Strong forecast for oil, copper

MULTINATIONAL investment bank Goldman Sachs is taking a bullish view of where the price of both oil and copper are headed.
Strong forecast for oil, copper Strong forecast for oil, copper Strong forecast for oil, copper Strong forecast for oil, copper Strong forecast for oil, copper

Jeff Currie

Michael McCrae

Writing for Kitco News, Michael McCrae reports that Goldman's head of commodities research, Jeff Currie, says that oil could reach $90 a barrel and copper could rise to between $11,000 to $12,000 a tonne.
This view was expressed in an interview earlier this week.
Copper prices have risen on decades-low supplies and extreme shortages, according to a report from Reuters. Three-month copper on the London Metal Exchange rose 1.5% to $10,351 a tonne. U.S. Brent Crude prices have more than doubled in the past year and traded above $85 a barrel at midweek.
Metals are in a supercycle due to a confluence of events after the pandemic, and the resource sector cannot keep up due to years of under investment.
"Poor returns in the old economy saw capital redirected away from the old economy and towards the new economy, basically taking from the Exxons of the world and giving to the Netflixs of the world," said Currie.
With years of poor returns in the resource and energy space, investors are not investing anytime soon. Adding more oil supply from the US is problematic, since oil producers haven't been investing, and getting them to invest is going to require a much higher oil price.
"Today the focus is on return on equity. The focus here is not on the dollar price of oil, but where [the energy investor's] stock price is and the access to capital," notes Currie.
Currie adds that environmental social governance hurdles create an even higher hurdle rate for getting oil producers to invest.
"There is a cost of capital associated with de-carbonisation and we're going to find out what that cost is," said Currie.
High oil prices cascade into refining. Aluminium, which has high energy needs, has risen dramatically. Zinc has also run up due to European smelters having to close.
"When the wind quit blowing, the market had to replace that wind power generation with natural gas, and there was no gas, which created a massive price spike," said Currie.
"These transient events are going to have higher probability and more frequent in nature. There is a persistency of transitory events."
Currie defines a supercycle as bottom up and driven by sweeping, structural policies, citing China's admission to the World Trade Organisation in the 2000s or President Lyndon Johnson's War On Poverty in the '70s.
"Every commodity supercycle is driven by low-income groups, as well as every bout of inflation," said Currie. "Inflation and commodity bull markets are directly tied to populist policies, and I can't find an exception to that."
Meanwhile, nickel was the biggest mover at midweek after Vale cut full-year nickel guidance yesterday. Vale blamed the strike at Sudbury and the suspension of its Onca Puma mine for the cut.
Nickel rose 4.6% to $21,046 per tonne, the highest since 2014.
"Nickel was the only metal to post a positive order book reading on our nano data yesterday. Up for a fourth day with the transaction aggression reading also positive.
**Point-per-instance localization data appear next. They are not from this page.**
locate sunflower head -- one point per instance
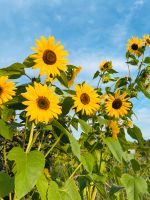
(42, 104)
(49, 79)
(106, 79)
(49, 57)
(129, 124)
(86, 99)
(134, 45)
(105, 65)
(7, 89)
(117, 105)
(72, 74)
(147, 86)
(146, 39)
(114, 128)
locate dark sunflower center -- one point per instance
(1, 90)
(49, 57)
(134, 47)
(43, 103)
(85, 99)
(117, 103)
(148, 41)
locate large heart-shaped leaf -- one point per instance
(28, 169)
(135, 186)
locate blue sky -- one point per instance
(91, 30)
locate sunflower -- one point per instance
(115, 129)
(49, 57)
(42, 104)
(134, 44)
(73, 76)
(105, 65)
(117, 105)
(49, 79)
(6, 89)
(146, 39)
(86, 99)
(129, 124)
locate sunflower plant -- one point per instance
(66, 140)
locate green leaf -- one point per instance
(42, 187)
(115, 148)
(70, 191)
(147, 60)
(96, 74)
(13, 71)
(114, 189)
(4, 130)
(53, 191)
(88, 161)
(6, 184)
(136, 133)
(29, 168)
(135, 165)
(135, 186)
(84, 126)
(74, 144)
(143, 89)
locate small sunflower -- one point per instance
(134, 44)
(129, 124)
(6, 89)
(147, 86)
(146, 39)
(73, 76)
(86, 99)
(117, 105)
(105, 65)
(49, 79)
(42, 104)
(49, 57)
(115, 129)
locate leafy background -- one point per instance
(107, 26)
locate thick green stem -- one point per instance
(30, 138)
(75, 170)
(61, 135)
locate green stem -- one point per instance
(75, 170)
(58, 139)
(56, 142)
(94, 193)
(30, 138)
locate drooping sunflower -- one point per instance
(105, 65)
(117, 105)
(73, 75)
(115, 129)
(50, 58)
(6, 89)
(146, 39)
(86, 99)
(134, 44)
(42, 104)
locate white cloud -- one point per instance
(138, 3)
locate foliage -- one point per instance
(44, 160)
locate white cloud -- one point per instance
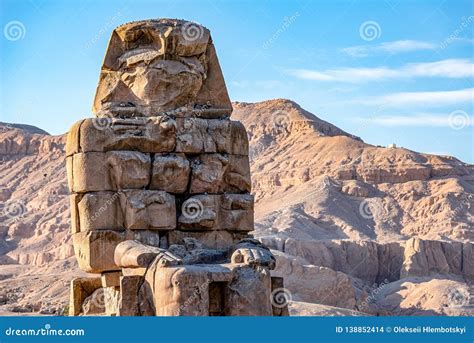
(450, 68)
(429, 99)
(394, 47)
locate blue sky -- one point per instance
(387, 71)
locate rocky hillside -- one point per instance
(356, 228)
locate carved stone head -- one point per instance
(157, 66)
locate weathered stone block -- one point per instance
(170, 173)
(208, 239)
(100, 211)
(69, 173)
(111, 300)
(94, 250)
(236, 212)
(239, 139)
(208, 173)
(75, 224)
(197, 135)
(135, 297)
(237, 177)
(128, 169)
(233, 212)
(151, 135)
(219, 173)
(110, 171)
(148, 210)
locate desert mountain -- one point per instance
(356, 228)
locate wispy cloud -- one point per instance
(438, 98)
(395, 47)
(415, 120)
(450, 68)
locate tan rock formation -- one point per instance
(155, 173)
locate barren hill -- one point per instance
(345, 218)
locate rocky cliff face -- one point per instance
(357, 227)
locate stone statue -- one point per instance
(160, 182)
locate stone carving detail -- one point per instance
(160, 184)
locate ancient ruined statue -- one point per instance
(160, 182)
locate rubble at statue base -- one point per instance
(160, 186)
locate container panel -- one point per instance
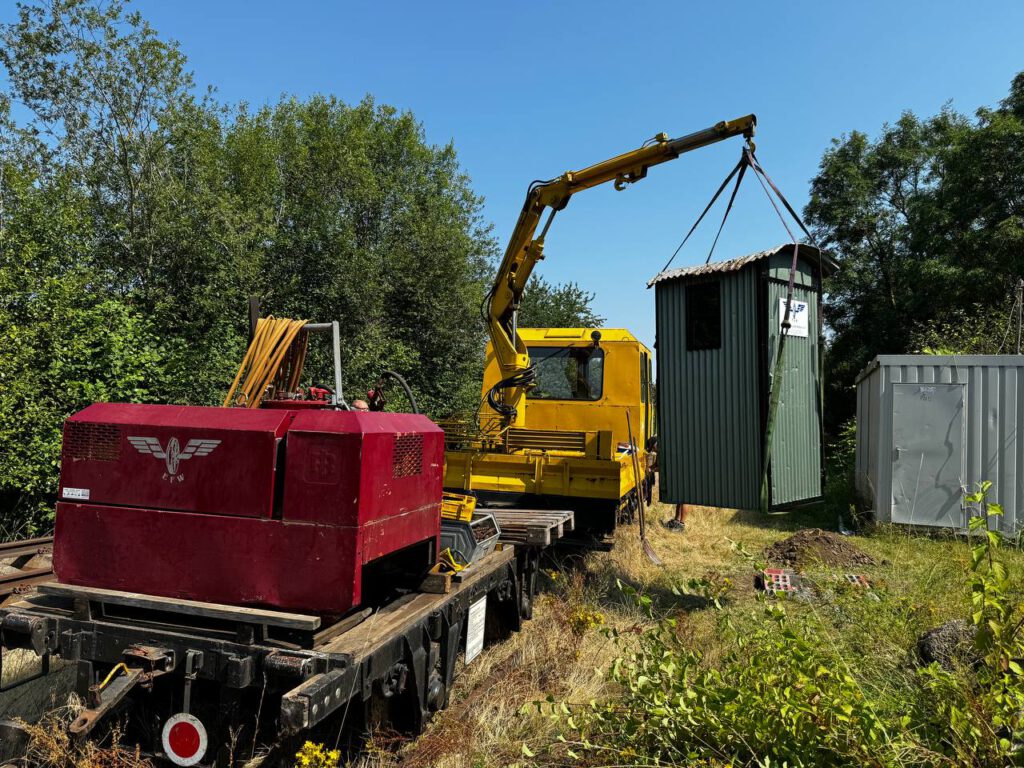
(993, 425)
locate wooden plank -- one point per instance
(188, 607)
(436, 584)
(392, 620)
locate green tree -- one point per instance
(65, 343)
(137, 218)
(927, 220)
(563, 305)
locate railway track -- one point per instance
(16, 555)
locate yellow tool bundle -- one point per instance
(273, 361)
(458, 507)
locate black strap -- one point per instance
(796, 216)
(739, 166)
(728, 208)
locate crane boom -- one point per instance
(524, 250)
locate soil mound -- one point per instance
(816, 546)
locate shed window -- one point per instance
(704, 315)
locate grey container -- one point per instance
(713, 399)
(931, 427)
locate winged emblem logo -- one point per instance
(173, 454)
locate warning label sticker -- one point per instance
(474, 629)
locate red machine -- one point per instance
(296, 509)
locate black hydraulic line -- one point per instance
(404, 385)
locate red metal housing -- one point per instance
(279, 508)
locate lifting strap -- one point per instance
(749, 160)
(739, 168)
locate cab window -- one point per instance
(567, 373)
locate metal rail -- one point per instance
(42, 546)
(23, 580)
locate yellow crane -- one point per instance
(552, 425)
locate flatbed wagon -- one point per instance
(269, 678)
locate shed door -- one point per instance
(928, 454)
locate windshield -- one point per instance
(567, 373)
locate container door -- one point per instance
(928, 455)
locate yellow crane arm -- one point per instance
(524, 250)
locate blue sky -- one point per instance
(527, 90)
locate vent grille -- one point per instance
(98, 442)
(408, 459)
(546, 439)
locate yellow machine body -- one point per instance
(573, 453)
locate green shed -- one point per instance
(717, 339)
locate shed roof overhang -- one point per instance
(822, 259)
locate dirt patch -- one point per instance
(814, 546)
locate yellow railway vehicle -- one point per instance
(552, 428)
(573, 455)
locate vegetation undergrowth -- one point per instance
(793, 688)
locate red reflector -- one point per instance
(184, 739)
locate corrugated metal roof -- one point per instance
(826, 262)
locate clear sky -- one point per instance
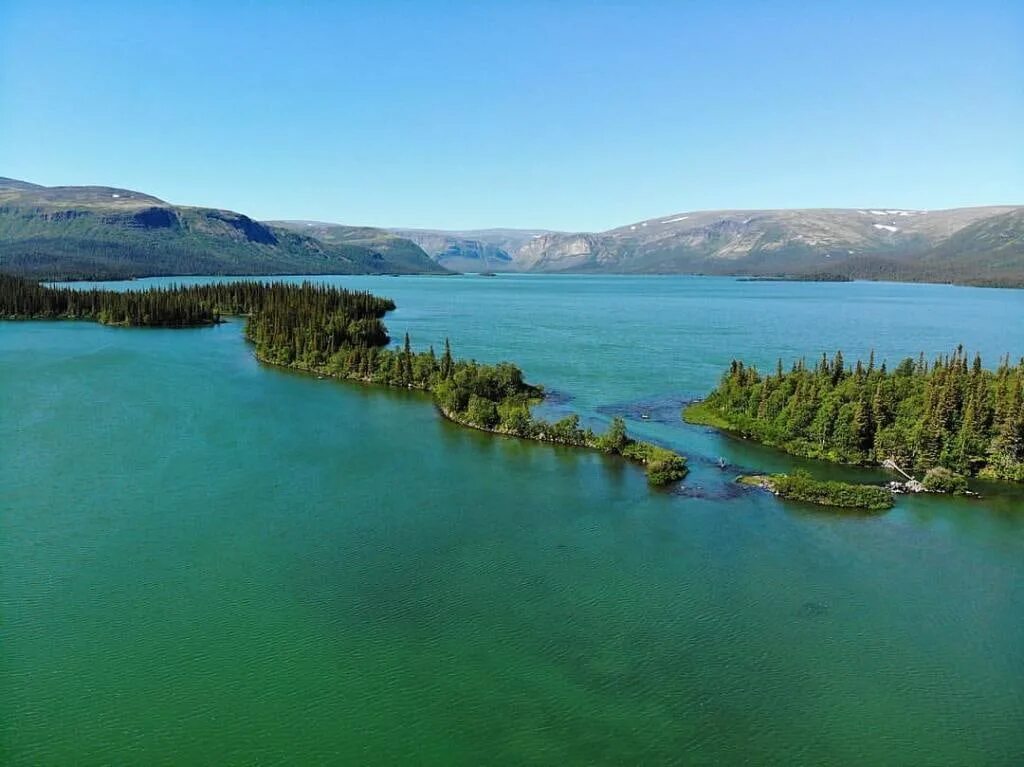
(562, 115)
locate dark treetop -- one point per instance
(951, 413)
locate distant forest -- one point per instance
(951, 413)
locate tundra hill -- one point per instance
(73, 232)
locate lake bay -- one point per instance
(208, 560)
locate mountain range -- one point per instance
(81, 232)
(104, 232)
(983, 246)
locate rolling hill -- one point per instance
(966, 245)
(107, 232)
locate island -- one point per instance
(800, 486)
(337, 333)
(950, 414)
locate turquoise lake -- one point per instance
(204, 560)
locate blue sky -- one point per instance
(567, 115)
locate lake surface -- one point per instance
(208, 561)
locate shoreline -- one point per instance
(452, 418)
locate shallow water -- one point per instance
(203, 560)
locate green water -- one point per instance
(207, 561)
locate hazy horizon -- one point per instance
(572, 118)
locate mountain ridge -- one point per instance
(862, 243)
(104, 232)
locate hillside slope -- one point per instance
(869, 243)
(105, 232)
(473, 250)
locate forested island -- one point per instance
(801, 486)
(949, 414)
(340, 333)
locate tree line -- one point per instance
(949, 413)
(339, 333)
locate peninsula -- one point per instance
(333, 332)
(949, 414)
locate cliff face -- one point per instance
(107, 232)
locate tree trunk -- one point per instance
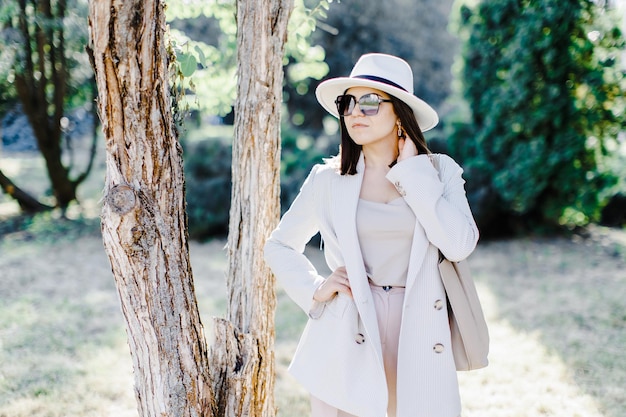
(242, 356)
(143, 216)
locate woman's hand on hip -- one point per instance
(337, 282)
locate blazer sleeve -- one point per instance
(439, 202)
(284, 249)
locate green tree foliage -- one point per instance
(204, 34)
(416, 31)
(546, 95)
(44, 65)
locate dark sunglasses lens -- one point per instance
(369, 104)
(345, 104)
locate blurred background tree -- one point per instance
(546, 90)
(530, 95)
(45, 69)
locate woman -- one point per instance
(378, 340)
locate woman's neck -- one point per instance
(379, 157)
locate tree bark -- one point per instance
(143, 216)
(242, 356)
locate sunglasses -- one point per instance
(369, 104)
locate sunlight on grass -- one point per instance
(556, 327)
(523, 378)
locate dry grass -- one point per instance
(555, 307)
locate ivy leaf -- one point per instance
(188, 64)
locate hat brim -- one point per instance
(328, 90)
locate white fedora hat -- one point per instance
(383, 72)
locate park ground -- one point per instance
(556, 310)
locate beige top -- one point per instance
(385, 234)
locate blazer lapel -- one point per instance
(345, 198)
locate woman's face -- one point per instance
(369, 130)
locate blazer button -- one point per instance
(399, 188)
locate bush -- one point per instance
(208, 177)
(546, 93)
(208, 182)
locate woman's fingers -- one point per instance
(337, 282)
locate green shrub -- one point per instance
(546, 93)
(208, 176)
(208, 186)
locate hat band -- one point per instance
(380, 80)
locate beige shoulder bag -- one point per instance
(468, 328)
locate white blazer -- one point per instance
(329, 362)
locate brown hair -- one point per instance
(350, 151)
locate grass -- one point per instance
(555, 309)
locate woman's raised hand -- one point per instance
(337, 282)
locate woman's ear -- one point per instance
(400, 130)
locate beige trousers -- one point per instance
(389, 312)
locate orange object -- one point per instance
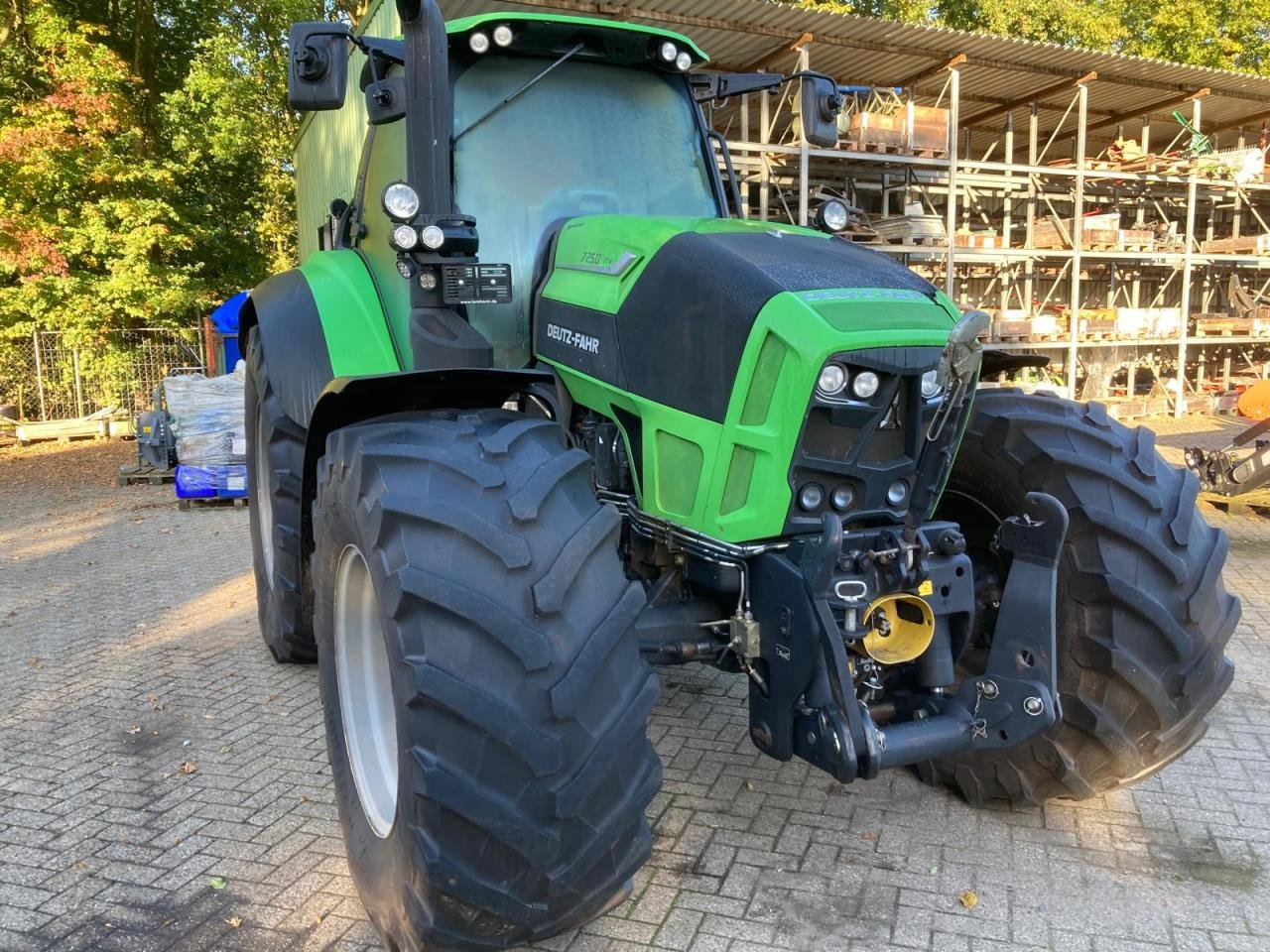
(1255, 402)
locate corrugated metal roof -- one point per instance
(738, 33)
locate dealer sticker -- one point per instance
(571, 338)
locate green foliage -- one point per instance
(89, 235)
(1222, 33)
(145, 145)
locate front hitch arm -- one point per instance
(810, 707)
(1016, 697)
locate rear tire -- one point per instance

A market which was originally in covering mode is now beginning to see a long establish," financial services firm Marex's Al Munro said.
At midweek, lead and zinc rose by more than 2%, aluminium fell and copper was flat.
The International Copper Study Group said global mine production increased by 3.6% over the first seven months of the year, refined production was up 2.6% and usage was up 3.3%.
The preliminary global refined copper balance for the first seven months of the year indicated an apparent deficit of about 138,000 tonnes.
In precious metals, silver rose over $24 an ounce, while gold increased to $1785/oz.